Puis, tranquillement, en vieillissant, sans m’en rendre compte, j’ai moi-même fini par avoir envie de me taire et d’engloutir mon grilled cheese en écoutant la sacro-sainte émission dominicale de ma famille.
Même qu’une fois rendue en appartement, regarder La semaine verte m’a procuré un certain sentiment de réconfort. C’était comme si j’étais toujours à la maison. Quand on réalise qu’entendre parler de fertilisants ou de cheptel bovin devient confortable et sécurisant, c’est là qu’on prend conscience de l’étendue du pouvoir de La semaine verte!
Une riche histoire et de solides racines
À sa création, au début des années 1970, l’émission s’adressait uniquement aux agriculteurs. La réalité agricole était alors bien différente. La preuve : à l’époque, on dénombrait près de 61 000 fermes au Québec; désormais, il n’en reste que 29 000.
Au même moment, Radio-Canada proposait déjà quelques émissions à saveur horticole et agraire. La création de La semaine verte était l’occasion parfaite de regrouper tous ces grands thèmes et d’en faire un véritable magazine agricole. C’est ainsi que l’émission est née d’une fusion entre Des travaux et des jours et Les quatre saisons. Pendant sa première année de vie, La semaine verte n’avait qu’une durée de 15 minutes; ce n’est qu’en 1972 qu’elle a adopté le format d’une heure qu’on lui connaît encore aujourd’hui.
La semaine verte s’illustre comme une émission qui a su évoluer à travers les années. Aujourd’hui, son contenu s’adresse à un large auditoire, autant urbain que rural. Les sujets sont près de l’actualité et tentent de répondre aux enjeux qui se pointent le bout du nez : on y aborde notamment les thèmes de l’alimentation, des changements climatiques, de la sauvegarde de l’environnement et de la gestion des ressources renouvelables.
Fait plutôt intéressant : malgré ses 50 ans d’existence, La semaine verte n’a eu que très peu de personnes assurant son animation, soit Pierre Perreault, Yvon Leblanc, Errol Duchaine et Catherine Mercier, qui occupe ce poste depuis 2013. La présence d’une femme à la barre de l’émission est une belle façon de moderniser l’émission, le milieu agricole ayant longtemps été associé aux hommes par le passé.
Au Canada, La semaine verte est actuellement l’émission la plus ancienne portant sur l’agriculture et l’environnement.

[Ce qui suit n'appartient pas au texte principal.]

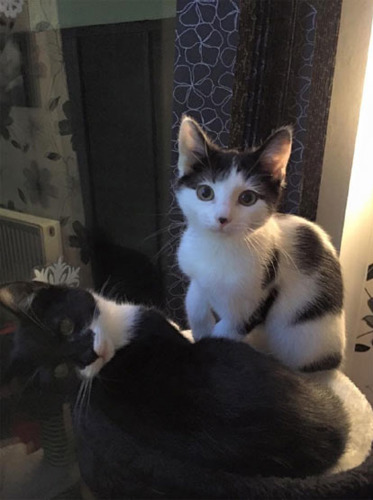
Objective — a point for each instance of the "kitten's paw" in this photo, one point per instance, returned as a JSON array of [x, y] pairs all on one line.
[[224, 329], [200, 333]]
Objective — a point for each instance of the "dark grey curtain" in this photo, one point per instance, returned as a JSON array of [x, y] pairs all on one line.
[[243, 68]]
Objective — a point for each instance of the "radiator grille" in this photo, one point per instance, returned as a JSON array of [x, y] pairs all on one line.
[[21, 250]]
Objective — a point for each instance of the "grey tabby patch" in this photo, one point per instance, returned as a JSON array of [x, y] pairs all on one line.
[[313, 258], [270, 268]]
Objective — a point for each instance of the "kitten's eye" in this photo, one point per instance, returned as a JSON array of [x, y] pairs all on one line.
[[205, 193], [66, 327], [247, 198]]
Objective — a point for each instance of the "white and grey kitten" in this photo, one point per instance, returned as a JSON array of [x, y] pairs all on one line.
[[249, 266]]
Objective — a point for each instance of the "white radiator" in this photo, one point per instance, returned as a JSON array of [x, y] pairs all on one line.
[[26, 241]]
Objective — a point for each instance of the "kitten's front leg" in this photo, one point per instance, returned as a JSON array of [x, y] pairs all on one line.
[[226, 329], [200, 317]]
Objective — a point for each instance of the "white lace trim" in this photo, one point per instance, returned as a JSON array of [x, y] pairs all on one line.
[[58, 273]]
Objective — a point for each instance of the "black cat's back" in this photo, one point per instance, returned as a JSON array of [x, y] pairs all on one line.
[[216, 405]]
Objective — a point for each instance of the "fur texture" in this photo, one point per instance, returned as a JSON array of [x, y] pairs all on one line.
[[172, 418], [250, 266]]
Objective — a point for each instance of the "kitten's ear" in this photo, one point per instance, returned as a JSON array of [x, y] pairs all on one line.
[[275, 152], [193, 144], [18, 296]]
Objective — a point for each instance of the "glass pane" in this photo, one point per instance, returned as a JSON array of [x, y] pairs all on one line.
[[85, 96]]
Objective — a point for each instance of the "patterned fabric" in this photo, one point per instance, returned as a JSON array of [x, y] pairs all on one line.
[[284, 75], [205, 50]]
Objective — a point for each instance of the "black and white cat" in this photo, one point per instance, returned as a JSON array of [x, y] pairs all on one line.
[[170, 418], [249, 265]]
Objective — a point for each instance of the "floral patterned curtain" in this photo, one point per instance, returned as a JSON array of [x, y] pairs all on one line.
[[38, 172]]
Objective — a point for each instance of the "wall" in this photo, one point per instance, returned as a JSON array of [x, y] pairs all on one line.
[[346, 196]]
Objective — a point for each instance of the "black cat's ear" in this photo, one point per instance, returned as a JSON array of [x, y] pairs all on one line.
[[193, 145], [18, 296], [275, 152]]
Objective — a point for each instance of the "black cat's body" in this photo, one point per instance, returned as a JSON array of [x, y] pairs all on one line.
[[171, 419]]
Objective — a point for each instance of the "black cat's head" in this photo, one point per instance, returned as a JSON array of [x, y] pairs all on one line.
[[54, 323]]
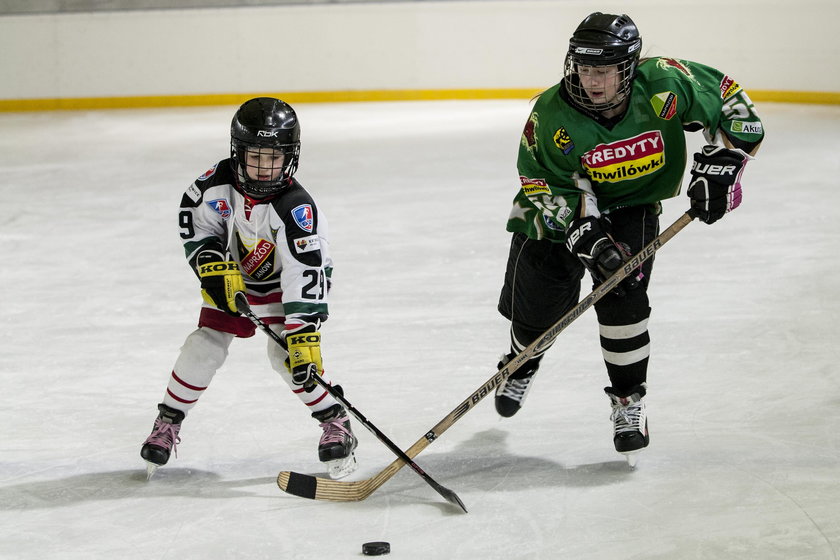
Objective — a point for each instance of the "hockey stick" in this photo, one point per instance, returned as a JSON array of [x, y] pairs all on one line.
[[449, 495], [307, 486]]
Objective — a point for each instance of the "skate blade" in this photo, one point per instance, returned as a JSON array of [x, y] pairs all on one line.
[[632, 458], [151, 468], [339, 468]]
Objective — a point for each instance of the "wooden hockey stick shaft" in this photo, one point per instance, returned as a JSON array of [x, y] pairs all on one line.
[[317, 488], [449, 495]]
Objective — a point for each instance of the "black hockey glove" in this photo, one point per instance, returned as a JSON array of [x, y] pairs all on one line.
[[715, 187], [220, 280], [304, 346], [587, 240]]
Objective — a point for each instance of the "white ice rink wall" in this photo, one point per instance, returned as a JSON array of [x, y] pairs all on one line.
[[778, 50]]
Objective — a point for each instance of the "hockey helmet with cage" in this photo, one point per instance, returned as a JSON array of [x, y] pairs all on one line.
[[265, 135], [602, 40]]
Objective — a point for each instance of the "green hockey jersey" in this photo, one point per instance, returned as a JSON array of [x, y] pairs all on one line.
[[639, 159]]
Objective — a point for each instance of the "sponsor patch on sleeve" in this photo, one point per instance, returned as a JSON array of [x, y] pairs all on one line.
[[307, 244], [746, 127], [529, 134], [534, 186]]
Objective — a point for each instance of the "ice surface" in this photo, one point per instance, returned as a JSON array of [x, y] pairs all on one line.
[[743, 400]]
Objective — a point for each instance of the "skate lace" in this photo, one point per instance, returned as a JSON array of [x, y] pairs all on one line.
[[627, 418], [516, 388], [165, 435], [335, 431]]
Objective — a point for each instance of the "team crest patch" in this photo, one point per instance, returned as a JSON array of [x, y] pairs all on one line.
[[303, 217], [221, 207], [564, 141], [209, 173], [307, 244], [665, 104]]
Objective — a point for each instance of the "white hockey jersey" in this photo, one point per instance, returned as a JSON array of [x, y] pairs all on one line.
[[281, 245]]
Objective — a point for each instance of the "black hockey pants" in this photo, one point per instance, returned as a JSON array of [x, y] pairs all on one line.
[[543, 282]]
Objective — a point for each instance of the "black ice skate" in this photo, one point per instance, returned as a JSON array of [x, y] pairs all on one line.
[[510, 395], [163, 439], [337, 443], [630, 432]]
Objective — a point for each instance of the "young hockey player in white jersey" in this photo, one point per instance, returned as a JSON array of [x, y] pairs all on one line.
[[248, 226]]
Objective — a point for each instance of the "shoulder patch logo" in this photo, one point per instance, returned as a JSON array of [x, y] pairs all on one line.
[[221, 207], [666, 63], [194, 193], [209, 173], [728, 87], [665, 104], [563, 141], [307, 244], [304, 217]]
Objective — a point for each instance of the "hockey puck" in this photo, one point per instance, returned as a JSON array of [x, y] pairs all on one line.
[[376, 548]]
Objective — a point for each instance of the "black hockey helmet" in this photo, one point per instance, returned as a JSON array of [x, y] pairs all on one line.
[[269, 127], [603, 40]]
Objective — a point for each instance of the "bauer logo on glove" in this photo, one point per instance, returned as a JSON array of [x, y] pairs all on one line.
[[715, 187]]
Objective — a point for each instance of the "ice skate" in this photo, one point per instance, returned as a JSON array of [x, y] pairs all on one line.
[[163, 439], [630, 431], [335, 449], [510, 395]]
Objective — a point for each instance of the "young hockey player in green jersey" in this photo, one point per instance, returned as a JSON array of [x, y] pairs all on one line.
[[599, 152], [248, 226]]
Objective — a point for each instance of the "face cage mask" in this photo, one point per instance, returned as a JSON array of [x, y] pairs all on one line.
[[625, 73], [261, 189]]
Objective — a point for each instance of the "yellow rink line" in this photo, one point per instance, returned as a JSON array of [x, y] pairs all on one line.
[[158, 101]]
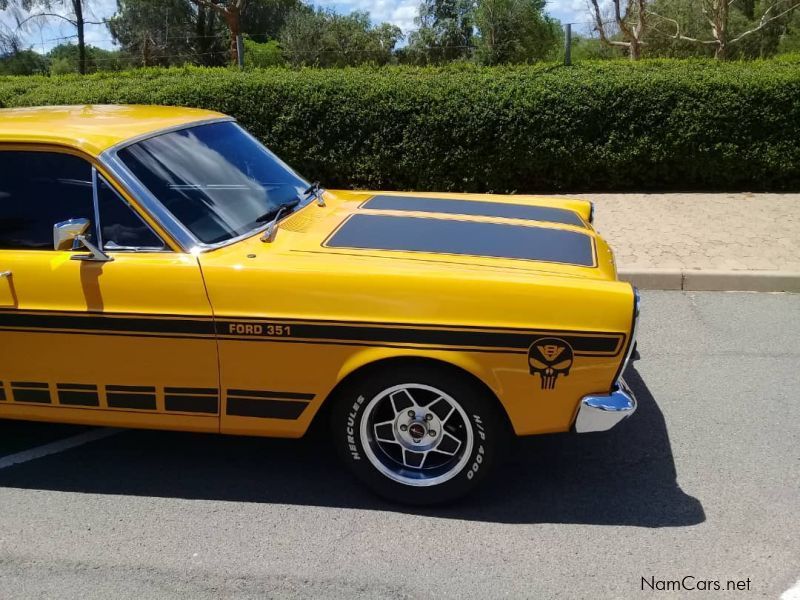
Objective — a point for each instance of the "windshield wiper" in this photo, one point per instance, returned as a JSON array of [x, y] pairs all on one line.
[[272, 229], [277, 211], [316, 192]]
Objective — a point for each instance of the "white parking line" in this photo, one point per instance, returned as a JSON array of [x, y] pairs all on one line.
[[56, 447], [793, 593]]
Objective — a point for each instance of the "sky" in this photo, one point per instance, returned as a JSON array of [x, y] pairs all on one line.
[[42, 35]]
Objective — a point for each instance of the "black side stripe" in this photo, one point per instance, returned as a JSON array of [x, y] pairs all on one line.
[[194, 391], [323, 332], [130, 388], [585, 345], [275, 395], [29, 384], [77, 394], [267, 404], [265, 409], [136, 397]]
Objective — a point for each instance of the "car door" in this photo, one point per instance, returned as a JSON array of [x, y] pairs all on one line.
[[126, 341]]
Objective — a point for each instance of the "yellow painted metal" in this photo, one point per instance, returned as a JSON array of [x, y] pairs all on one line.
[[92, 128], [296, 279]]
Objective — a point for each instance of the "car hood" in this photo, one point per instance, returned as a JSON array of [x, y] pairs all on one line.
[[465, 231]]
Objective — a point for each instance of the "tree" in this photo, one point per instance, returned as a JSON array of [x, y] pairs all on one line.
[[324, 38], [268, 54], [631, 22], [514, 31], [164, 32], [719, 15], [64, 58], [77, 19], [231, 12], [262, 20], [445, 31]]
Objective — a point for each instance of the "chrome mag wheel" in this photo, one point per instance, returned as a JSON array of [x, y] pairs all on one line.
[[416, 435]]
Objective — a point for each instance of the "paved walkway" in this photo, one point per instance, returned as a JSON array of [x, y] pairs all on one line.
[[729, 234]]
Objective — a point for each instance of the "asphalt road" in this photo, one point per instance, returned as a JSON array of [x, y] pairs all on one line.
[[704, 481]]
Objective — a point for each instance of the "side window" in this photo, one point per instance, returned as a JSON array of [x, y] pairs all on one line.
[[120, 226], [38, 190]]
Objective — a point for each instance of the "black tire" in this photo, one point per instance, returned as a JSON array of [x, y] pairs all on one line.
[[360, 431]]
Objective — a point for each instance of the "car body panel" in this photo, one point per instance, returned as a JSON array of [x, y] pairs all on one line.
[[275, 327]]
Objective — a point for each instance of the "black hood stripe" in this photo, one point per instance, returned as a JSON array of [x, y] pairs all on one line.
[[475, 208], [467, 238]]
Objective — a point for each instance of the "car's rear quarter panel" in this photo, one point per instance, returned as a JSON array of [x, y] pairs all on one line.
[[293, 289]]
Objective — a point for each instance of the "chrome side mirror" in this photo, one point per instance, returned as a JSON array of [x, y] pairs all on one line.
[[71, 235]]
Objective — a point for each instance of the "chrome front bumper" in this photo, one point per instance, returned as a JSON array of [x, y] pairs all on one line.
[[602, 412]]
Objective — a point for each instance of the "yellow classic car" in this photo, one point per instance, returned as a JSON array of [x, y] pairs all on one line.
[[160, 268]]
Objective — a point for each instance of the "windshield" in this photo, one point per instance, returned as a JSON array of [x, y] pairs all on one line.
[[215, 179]]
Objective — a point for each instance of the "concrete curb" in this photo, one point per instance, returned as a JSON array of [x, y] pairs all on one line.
[[712, 281]]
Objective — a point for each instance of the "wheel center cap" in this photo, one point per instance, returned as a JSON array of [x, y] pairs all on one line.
[[417, 430]]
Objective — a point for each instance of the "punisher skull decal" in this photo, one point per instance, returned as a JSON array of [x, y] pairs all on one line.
[[550, 357]]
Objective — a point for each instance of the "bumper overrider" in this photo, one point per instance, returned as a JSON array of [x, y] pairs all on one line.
[[601, 412]]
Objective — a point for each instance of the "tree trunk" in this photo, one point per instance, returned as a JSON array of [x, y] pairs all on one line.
[[232, 18], [635, 49], [79, 24], [721, 30]]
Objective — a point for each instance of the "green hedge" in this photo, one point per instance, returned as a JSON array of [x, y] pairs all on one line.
[[598, 126]]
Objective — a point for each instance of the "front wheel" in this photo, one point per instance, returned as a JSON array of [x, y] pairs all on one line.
[[417, 435]]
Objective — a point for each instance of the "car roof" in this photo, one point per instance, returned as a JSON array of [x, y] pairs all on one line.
[[93, 128]]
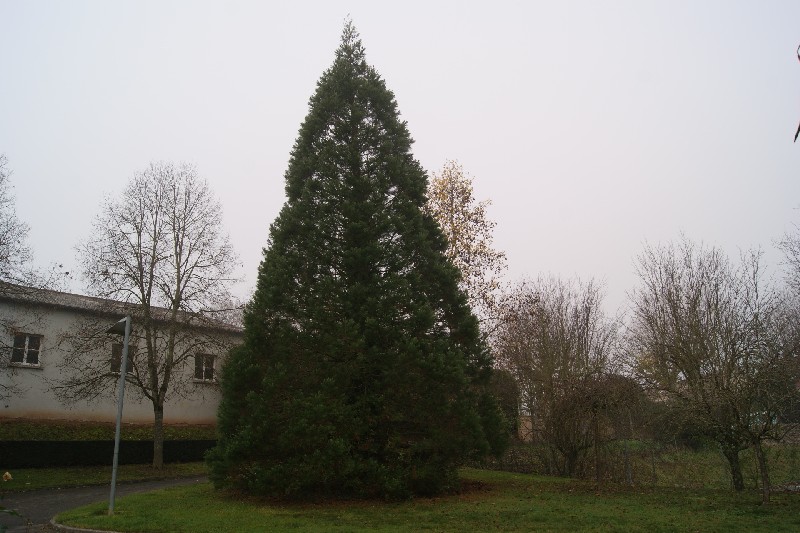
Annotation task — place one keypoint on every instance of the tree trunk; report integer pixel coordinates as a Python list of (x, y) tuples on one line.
[(763, 469), (732, 455), (158, 436)]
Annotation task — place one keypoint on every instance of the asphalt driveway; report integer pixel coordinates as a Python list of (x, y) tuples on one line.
[(38, 507)]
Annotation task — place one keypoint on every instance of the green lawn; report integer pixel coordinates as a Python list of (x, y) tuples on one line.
[(492, 501), (43, 478)]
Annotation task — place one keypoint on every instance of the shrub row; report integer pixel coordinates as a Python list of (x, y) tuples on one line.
[(42, 454)]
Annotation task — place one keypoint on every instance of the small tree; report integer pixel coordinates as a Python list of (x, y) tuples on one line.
[(556, 341), (159, 249), (711, 336), (15, 255), (363, 371), (468, 230)]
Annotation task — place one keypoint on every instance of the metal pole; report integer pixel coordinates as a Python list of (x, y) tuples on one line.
[(122, 374)]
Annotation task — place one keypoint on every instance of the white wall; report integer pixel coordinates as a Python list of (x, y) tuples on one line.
[(34, 399)]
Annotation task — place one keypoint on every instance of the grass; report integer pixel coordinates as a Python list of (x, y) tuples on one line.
[(19, 429), (44, 478), (492, 501)]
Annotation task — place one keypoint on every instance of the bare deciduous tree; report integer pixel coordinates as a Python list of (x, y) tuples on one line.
[(556, 341), (161, 250), (15, 255), (712, 337), (469, 236)]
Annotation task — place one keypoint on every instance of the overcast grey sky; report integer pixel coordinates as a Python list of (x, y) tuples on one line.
[(592, 126)]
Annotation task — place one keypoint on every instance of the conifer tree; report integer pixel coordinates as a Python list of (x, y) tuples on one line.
[(363, 372)]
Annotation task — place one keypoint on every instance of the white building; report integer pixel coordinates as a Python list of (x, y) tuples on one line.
[(59, 363)]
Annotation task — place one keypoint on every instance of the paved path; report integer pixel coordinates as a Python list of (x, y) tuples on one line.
[(37, 507)]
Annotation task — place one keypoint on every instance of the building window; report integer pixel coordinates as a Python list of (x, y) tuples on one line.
[(26, 349), (116, 358), (204, 367)]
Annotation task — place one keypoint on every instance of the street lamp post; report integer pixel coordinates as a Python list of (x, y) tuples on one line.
[(123, 327)]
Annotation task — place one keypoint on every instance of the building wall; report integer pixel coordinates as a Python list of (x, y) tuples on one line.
[(31, 395)]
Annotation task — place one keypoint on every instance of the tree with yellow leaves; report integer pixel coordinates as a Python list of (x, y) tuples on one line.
[(468, 229)]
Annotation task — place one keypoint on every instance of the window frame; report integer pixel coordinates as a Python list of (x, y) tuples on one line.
[(26, 350), (204, 363)]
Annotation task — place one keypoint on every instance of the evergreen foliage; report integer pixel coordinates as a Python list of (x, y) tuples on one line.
[(363, 372)]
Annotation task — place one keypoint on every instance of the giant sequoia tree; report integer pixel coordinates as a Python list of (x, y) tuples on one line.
[(362, 371)]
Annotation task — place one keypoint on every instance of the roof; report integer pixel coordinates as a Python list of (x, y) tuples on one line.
[(103, 307)]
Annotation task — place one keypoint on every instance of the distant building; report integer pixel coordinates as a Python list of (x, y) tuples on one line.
[(38, 330)]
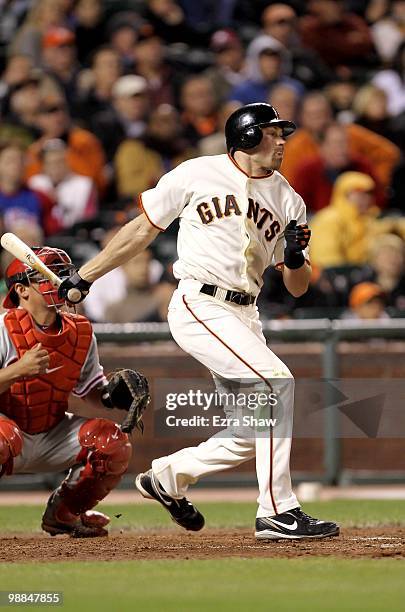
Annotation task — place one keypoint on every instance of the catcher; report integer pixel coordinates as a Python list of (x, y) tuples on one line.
[(45, 354)]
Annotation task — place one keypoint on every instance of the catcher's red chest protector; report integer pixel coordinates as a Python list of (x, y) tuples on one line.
[(38, 404)]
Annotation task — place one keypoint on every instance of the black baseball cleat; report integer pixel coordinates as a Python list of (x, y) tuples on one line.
[(293, 525), (182, 511)]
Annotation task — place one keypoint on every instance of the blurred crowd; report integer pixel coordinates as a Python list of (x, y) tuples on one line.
[(99, 98)]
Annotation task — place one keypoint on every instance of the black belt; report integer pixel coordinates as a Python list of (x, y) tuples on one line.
[(226, 295)]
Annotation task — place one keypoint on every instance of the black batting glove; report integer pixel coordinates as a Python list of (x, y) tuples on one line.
[(74, 289), (297, 238)]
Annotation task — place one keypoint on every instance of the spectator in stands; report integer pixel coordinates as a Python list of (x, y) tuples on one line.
[(315, 115), (122, 35), (343, 231), (316, 175), (215, 143), (140, 163), (43, 15), (142, 300), (18, 69), (12, 15), (280, 23), (285, 98), (388, 32), (367, 302), (371, 111), (387, 268), (89, 22), (229, 60), (340, 93), (128, 116), (97, 83), (151, 64), (21, 110), (135, 296), (340, 38), (19, 205), (85, 154), (59, 60), (392, 81), (199, 106), (267, 66), (75, 195), (169, 22)]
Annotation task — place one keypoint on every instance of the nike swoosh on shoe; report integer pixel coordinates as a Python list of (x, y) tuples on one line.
[(291, 527)]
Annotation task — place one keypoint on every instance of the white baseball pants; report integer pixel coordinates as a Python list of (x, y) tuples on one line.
[(51, 451), (228, 340)]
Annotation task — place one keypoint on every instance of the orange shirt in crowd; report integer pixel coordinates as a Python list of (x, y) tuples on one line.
[(380, 152), (85, 156)]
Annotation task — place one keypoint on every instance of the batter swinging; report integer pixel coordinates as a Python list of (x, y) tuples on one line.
[(238, 215)]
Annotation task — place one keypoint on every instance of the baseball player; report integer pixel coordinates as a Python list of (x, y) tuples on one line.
[(238, 215), (45, 354)]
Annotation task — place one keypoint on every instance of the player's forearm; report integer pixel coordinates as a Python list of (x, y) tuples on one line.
[(8, 376), (297, 281), (133, 238)]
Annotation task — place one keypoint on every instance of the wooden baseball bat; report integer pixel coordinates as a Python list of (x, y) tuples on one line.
[(24, 253)]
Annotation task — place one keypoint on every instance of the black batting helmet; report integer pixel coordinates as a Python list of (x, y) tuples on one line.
[(243, 128)]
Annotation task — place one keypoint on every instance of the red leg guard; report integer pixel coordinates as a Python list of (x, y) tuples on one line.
[(11, 443), (109, 454)]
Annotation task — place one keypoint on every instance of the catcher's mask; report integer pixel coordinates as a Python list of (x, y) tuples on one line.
[(18, 272)]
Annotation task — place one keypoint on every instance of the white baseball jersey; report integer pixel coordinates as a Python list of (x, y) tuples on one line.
[(231, 225), (91, 374)]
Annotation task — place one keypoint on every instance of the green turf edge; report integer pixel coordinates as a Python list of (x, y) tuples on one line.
[(309, 584), (349, 513)]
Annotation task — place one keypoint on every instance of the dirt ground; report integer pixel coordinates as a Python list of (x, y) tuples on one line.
[(208, 544)]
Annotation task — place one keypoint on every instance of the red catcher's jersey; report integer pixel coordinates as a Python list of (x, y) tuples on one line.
[(38, 404)]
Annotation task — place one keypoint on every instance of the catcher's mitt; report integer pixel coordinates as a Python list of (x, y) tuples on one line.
[(129, 390)]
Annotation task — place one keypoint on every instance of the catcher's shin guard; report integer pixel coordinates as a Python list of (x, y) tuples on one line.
[(11, 443), (108, 452)]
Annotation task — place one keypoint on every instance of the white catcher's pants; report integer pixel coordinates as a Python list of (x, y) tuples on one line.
[(228, 340)]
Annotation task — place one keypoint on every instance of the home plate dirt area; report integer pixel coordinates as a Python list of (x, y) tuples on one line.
[(374, 542)]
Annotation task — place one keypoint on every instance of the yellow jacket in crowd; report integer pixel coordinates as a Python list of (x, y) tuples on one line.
[(342, 233)]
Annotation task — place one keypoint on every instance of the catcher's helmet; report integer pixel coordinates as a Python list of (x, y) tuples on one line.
[(18, 272), (243, 128)]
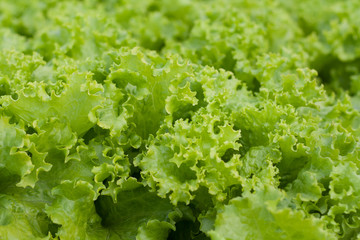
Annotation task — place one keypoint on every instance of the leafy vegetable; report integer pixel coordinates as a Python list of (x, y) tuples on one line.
[(226, 119)]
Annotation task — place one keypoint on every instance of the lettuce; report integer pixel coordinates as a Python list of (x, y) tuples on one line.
[(179, 119)]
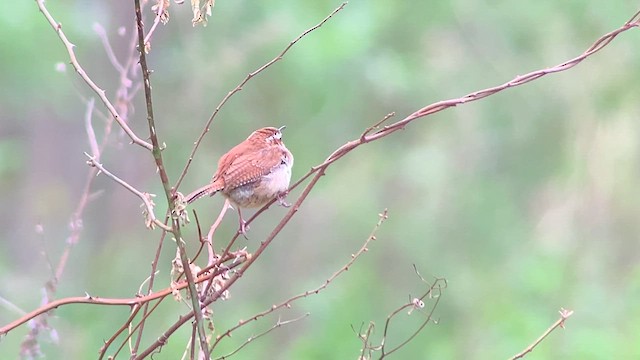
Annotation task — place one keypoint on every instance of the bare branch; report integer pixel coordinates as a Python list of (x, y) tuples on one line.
[(564, 315), (254, 337), (57, 27), (144, 196), (287, 303), (207, 125)]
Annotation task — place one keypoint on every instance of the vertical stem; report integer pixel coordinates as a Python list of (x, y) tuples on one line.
[(157, 155)]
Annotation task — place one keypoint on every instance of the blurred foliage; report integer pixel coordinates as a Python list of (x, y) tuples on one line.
[(525, 201)]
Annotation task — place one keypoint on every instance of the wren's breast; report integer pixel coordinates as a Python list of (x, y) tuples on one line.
[(258, 193)]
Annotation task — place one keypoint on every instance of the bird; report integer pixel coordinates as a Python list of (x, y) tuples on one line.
[(252, 173)]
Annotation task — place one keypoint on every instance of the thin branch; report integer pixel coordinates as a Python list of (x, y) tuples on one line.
[(157, 155), (287, 303), (93, 300), (239, 87), (415, 303), (145, 197), (57, 27), (254, 337), (564, 315)]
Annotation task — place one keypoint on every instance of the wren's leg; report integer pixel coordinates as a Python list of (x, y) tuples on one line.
[(281, 198), (243, 224)]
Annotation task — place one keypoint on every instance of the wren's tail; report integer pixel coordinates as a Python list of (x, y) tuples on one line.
[(201, 192)]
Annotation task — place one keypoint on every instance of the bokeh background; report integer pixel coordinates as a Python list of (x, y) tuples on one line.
[(525, 202)]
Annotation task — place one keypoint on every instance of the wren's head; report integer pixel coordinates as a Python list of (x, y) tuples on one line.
[(269, 135)]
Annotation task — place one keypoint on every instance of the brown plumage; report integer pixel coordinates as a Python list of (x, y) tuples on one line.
[(252, 173)]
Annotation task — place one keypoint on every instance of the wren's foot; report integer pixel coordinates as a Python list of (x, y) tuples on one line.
[(281, 200)]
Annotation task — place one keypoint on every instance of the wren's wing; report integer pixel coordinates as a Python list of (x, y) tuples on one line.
[(250, 167)]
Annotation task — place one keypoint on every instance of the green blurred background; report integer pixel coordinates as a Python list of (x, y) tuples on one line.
[(525, 202)]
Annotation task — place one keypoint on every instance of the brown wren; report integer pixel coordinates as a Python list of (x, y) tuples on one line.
[(252, 173)]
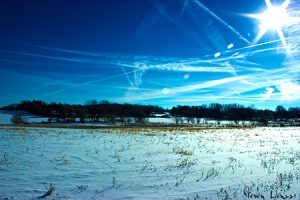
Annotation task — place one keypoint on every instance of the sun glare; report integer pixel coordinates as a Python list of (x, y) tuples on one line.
[(275, 18)]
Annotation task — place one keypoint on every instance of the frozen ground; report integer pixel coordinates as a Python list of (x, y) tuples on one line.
[(150, 163)]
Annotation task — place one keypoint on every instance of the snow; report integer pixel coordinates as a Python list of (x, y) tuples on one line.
[(140, 163)]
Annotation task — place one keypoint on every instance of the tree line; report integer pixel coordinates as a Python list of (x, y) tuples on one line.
[(104, 111), (92, 111), (234, 112)]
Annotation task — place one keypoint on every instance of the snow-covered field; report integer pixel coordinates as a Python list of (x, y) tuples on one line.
[(150, 163)]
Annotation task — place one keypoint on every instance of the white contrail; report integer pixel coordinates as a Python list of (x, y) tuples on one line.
[(186, 2), (222, 21)]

Une pertinence sans cesse renouvelée
La grande force de l’émission réside dans le fait qu’on s’adresse à monsieur et madame Tout-le-Monde. Grâce aux reportages qui y sont présentés, certaines personnes ont pu découvrir d’où provenait réellement le contenu de leur assiette et sont sans doute devenues des citoyennes et citoyens plus conscientisés au monde qui les entoure.Plusieurs découvertes et avancées ont été mises en lumière grâce à La semaine verte, comme l’apparition du yogourt dans les supermarchés, l’avènement de la culture de serre ou l’exploitation des ressources naturelles partout dans le monde. L’émission a toujours eu pour mission de sensibiliser son auditoire, ce qu’elle a réussi à faire au fil des ans grâce à de la vulgarisation de grande qualité. La semaine verte sait susciter la curiosité de son public et l’amener à faire des apprentissages.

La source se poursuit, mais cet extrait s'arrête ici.